Il y a des règles qui sont faites pour être dépassées : pourquoi n’être que coach de boxe quand on peut vendre des financiers aux fruits de la passion ? Et pourquoi agrémenter des cookies de pépites de chocolat quand on peut les garnir d’un insert, saveur lutte contre les oppressions ? La première devanture est noire, la seconde est rouge vif. Les feuilles des oliviers de la terrasse sont vertes quand elles ne sont pas argentées. C’est comme si Djilani Hamadi et ses sœurs avaient rendu explicite ce qui était déjà limpide. Quand il ne donne pas des cours de muay thaï (1) dans la salle dirigée par Jean-Charles Skarbowsky (voir n° 325), Djilani gère Résilience, un coffee shop ouvert en avril dernier. « J’ai découvert le concept il y a dix ans en Thaïlande, explique-t-il. C’était une nouvelle façon de manger : de bonnes choses dans une bonne ambiance ». Installé en Thaïlande, où il participait à des compétitions de muay thaï, il rentre en France pour enseigner son art puis ouvrir Résilience.
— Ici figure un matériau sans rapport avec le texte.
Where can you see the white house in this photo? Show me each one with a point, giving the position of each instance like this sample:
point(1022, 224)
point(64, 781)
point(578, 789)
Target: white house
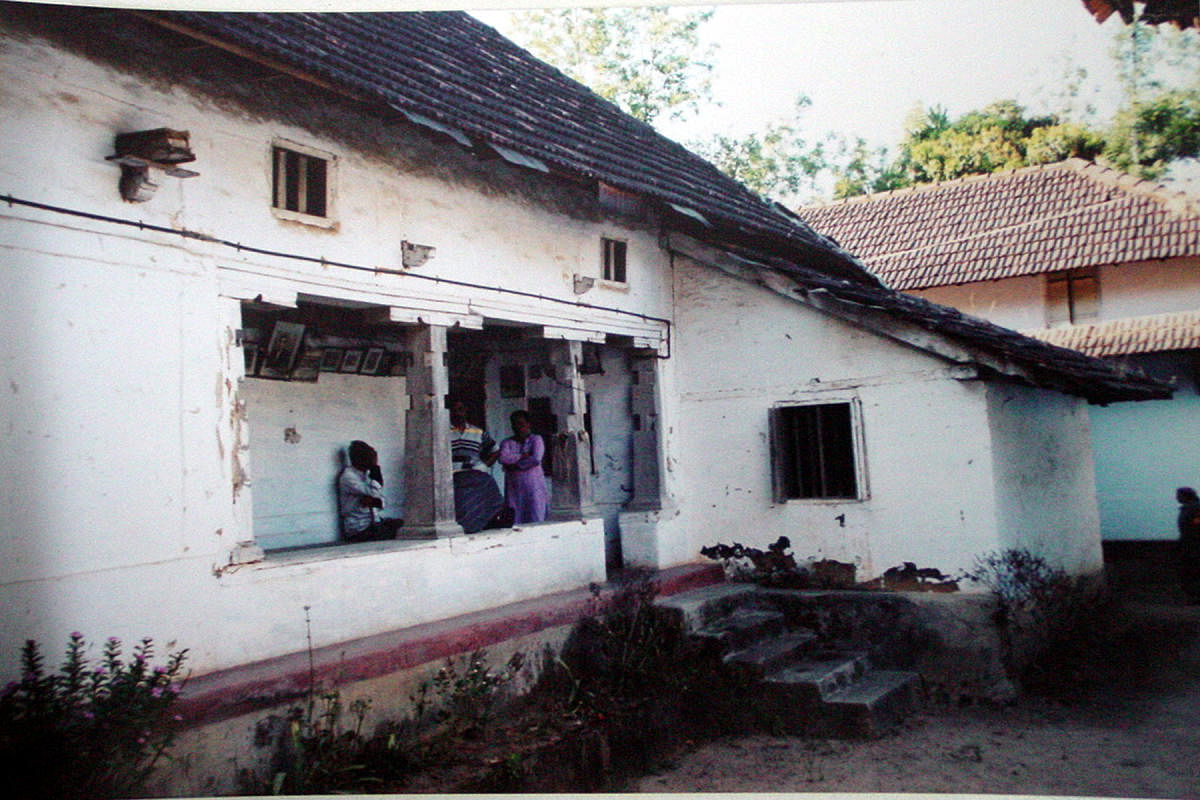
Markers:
point(1079, 256)
point(425, 210)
Le café par la boxe, la boucle est bouclée.
La justice comme boussole
Si le nom de ce coffee shop est inattendu, il n’est pas du tout anodin puisqu’il fait référence à la résilience « du peuple palestinien depuis 1948 et ces deux dernières années de génocide ». Tout de suite sur la gauche en entrant, un keffieh rapporté de Cisjordanie est posé à côté du livre de photos Gaza I Spy. « Je voulais ouvrir un coffee shop, mais je ne me voyais pas cacher ce que je ressens, juste parce que j’ouvrais un commerce », résume Djilani. Engagé et résistant, c’est comme cela que Djilani se qualifie dans la lutte contre la politique du deux poids, deux mesures : « Je n’ai pas à avoir peur de faire quelque chose de juste. Au final, l’engagement pour la Palestine c’est un engagement pour tout le monde, contre l’oppression en général ».
Militant et fait-maison
La Thaïlande a marqué Djilani : « Là-bas des gens de religions et orientations sexuelles différentes marchent ensemble et c’est ce que l’on retrouve au café ». C’est donc dans une démarche globale que la carte s’est construite.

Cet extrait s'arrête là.